All the victims have the same story to tell: enticed with promises of a good job, they were beaten upon arrival, starved and forced to work 14-16 hours a day without pay. In one case some of the rescued labourers said that guards badly beat a labourer and then buried him alive to hide the body.
A week ago 31 people were rescued from a kiln in Caosheng village, five suspects were detained. Its owner, Wang Bingbing, is the son of the village chief.
The kiln, located across from his father’s house, was guarded by a taskmaster and dogs. Workers were forced to work 15 to 16 hours per day, and finish their meals of steamed bread and water within 15 minutes. In the freezing cold of winter, they were forced to sleep on the ground in a darkroom without a heating system.
According to mainland media, at least a thousand children, the youngest only 8, disappeared near train or bus stations in Henan and were sold to work in the north-western province of Shanxi or in Henan itself.
Making matters worse is the fact that there was nothing secret about the problem. Those who bought the bricks could not but see the hapless victims.
Some of the slave labourers managed to escape and report what had happened to them to the police. However, all the available evidence suggests that the authorities did nothing, except put the escapees on a train bound for home.
In an open letter published on the Tyania Club, one of China’s main online discussion groups, 400 men from Henan made an appeal for help in their bid to rescue their children from brickworks in the mountains of Shanxi where they had been taken after being abducted. They said they freed about 40 children and that police threatened them instead of helping them.
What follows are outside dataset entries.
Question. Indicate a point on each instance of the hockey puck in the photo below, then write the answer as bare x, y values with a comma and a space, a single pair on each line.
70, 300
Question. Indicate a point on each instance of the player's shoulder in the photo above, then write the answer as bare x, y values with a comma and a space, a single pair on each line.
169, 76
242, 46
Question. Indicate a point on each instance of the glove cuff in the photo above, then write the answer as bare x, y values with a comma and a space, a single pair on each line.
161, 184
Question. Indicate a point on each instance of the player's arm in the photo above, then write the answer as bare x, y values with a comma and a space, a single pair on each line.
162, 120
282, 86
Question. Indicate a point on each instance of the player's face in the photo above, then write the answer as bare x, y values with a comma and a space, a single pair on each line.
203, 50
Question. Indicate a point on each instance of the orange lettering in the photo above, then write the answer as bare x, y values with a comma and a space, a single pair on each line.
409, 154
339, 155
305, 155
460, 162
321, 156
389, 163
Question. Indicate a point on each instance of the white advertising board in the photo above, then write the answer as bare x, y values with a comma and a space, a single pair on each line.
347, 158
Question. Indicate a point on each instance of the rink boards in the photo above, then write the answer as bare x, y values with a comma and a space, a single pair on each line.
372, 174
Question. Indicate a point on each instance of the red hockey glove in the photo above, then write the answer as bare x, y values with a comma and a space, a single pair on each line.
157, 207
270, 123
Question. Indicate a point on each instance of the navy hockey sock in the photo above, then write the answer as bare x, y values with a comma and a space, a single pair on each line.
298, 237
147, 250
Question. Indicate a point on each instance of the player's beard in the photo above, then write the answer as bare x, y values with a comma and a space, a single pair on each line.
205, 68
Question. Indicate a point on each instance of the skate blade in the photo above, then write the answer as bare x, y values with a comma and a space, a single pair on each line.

Yang Aizhi, a 46-year-old mother, has also been searching for her 16-year-old son. She went to more than 100 kilns in Shanxi and discovered that "most kilns were forcing children to do hard labour.” She and other parents told their story to a TV station in Zhengzhou in early May.
Qin Yuhai, deputy governor and police chief of Henan, said “we must do everything we can to fight human trafficking and rescue those being held captive.”
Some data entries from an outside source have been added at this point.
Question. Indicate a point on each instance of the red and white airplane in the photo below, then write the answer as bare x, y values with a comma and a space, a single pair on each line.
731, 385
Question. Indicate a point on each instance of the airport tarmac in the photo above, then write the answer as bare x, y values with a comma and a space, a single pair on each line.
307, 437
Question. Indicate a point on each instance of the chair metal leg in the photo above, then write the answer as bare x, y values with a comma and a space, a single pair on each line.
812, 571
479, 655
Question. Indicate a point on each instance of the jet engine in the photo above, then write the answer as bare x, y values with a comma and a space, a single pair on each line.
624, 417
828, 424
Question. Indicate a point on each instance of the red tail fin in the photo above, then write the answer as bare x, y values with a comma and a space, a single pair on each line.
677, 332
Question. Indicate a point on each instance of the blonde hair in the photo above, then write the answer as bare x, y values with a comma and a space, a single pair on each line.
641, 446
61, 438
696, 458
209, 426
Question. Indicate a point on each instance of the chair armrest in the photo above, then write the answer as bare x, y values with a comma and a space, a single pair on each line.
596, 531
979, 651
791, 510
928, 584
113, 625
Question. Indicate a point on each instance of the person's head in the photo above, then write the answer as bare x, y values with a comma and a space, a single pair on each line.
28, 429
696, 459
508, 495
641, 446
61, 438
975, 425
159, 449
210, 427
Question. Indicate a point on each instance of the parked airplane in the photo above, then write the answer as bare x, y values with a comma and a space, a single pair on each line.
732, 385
Senior government leaders, including President Hu Jintao and Premier Wen Jiabao, said they were shocked by the "horrific" stories and instructed the relevant departments and local authorities to investigate.
However, child labour remains widespread in China and Beijing has not yet ratified the International Labour Organisation's Convention on Forced Labour or the Convention on the Abolition of Forced Labour.
Under China’s laws migrant workers are often denied the right to register as residents in the places where they work, which favours widespread illegality and makes it easier for people to disappear.
After Playfair, an alliance of world trade unions, released a report this weak about Olympic merchandise being manufactured by child workers, an investigation by local authorities in Dongguan found that the Lekit Stationery Co. had hired 8 schoolchildren under 16 said that the children had not made Olympic souvenirs.